The enterprising Opera della Luna, which uses a small on-stage instrumental ensemble and dispenses with a chorus, has updated the action of The Sorcerer by a century in Jeff Clarke’s production; we’re in the 1970s, the era of flower power, hippydom and the pot-flavoured mantra of “make love not war”.
The spoken text has also been discreetly (and at times positively blatantly) revised. That leaves a problem over the lyrics with Gilbert’s typical complicated rhyme schemes. The score and single setting used are basically those of the 1884 revival rather than the 1877 original, but there is still a sense of the individual songs being situation- rather than character-driven. That doesn’t mean that it isn’t great fun, for it is.
Articulation is important in any Gilbert & Sullivan operetta, and this cast has crystal-clear enunciation, notably from Philip Cox as the vicar Dr Daly and Simon Butteriss as John Wellington Wells. The former is very good, especially in “Time was when love and I were well acquainted” and as he chivvies his rural flock with de haut en bas bonhomie. The tuned bells for the opening “Ring forth ye bells” works splendidly. Butteriss manoeuvres effortlessly through “My name is John Wellington Wells’ and the “Now, shrivelled hags” incantation and re-appears for the finale as a sort of avatar of Updike’s Daryl Van Horne.
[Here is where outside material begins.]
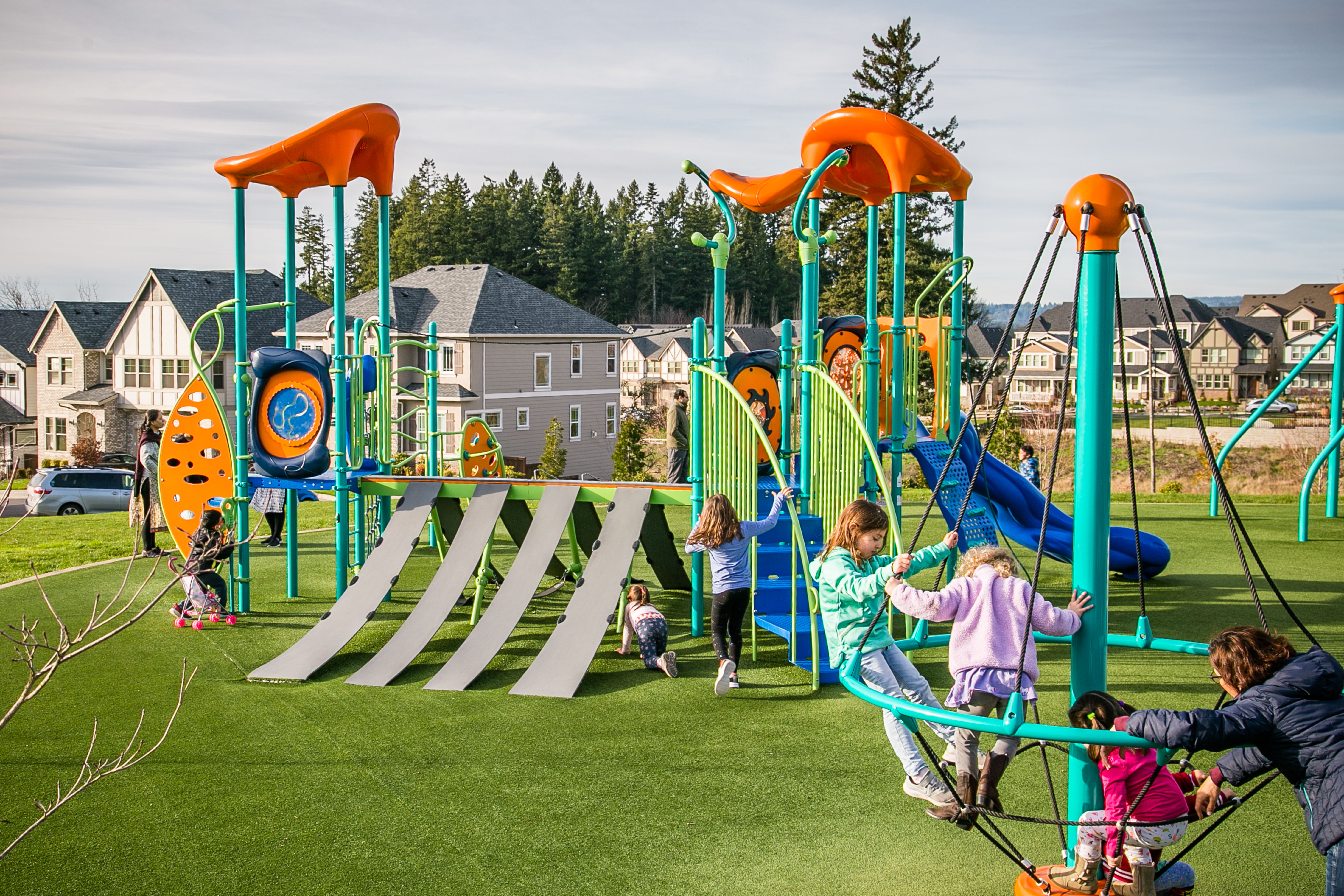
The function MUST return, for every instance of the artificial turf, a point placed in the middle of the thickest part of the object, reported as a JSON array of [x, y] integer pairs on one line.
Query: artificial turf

Young love is represented by Alexis and Aline, whose wedding contract is about to be signed in Graham Wynne’s vicarage garden marquee. Oliver White, surely one of the tallest tenors around, is a hippy beanpole in purple, well-matched by Emma Morwood’s droopy blonde. Morwood has a big soprano voice which copes effortlessly with “Happy young heart” and “Alexis, doubt me not” as well as the concerted numbers. White’s “For love alone” is also well sung and sets Alexis’ character for all that follows.
Sylvia Clarke is an effective Lady Sangazure, fore-mother to future contralto roles depicting older women with frustrated longings. Rhona McKail is Constance, yearning hopelessly for the vicar’s love and then finding herself entangled with the grizzled notary in Act Two. Summer of love this may all be, but I’m not sure either the librettist or the composer would have tolerated quite so much lustful activity. Or perhaps the 1970s are now as lost in mythology as the Victorian era.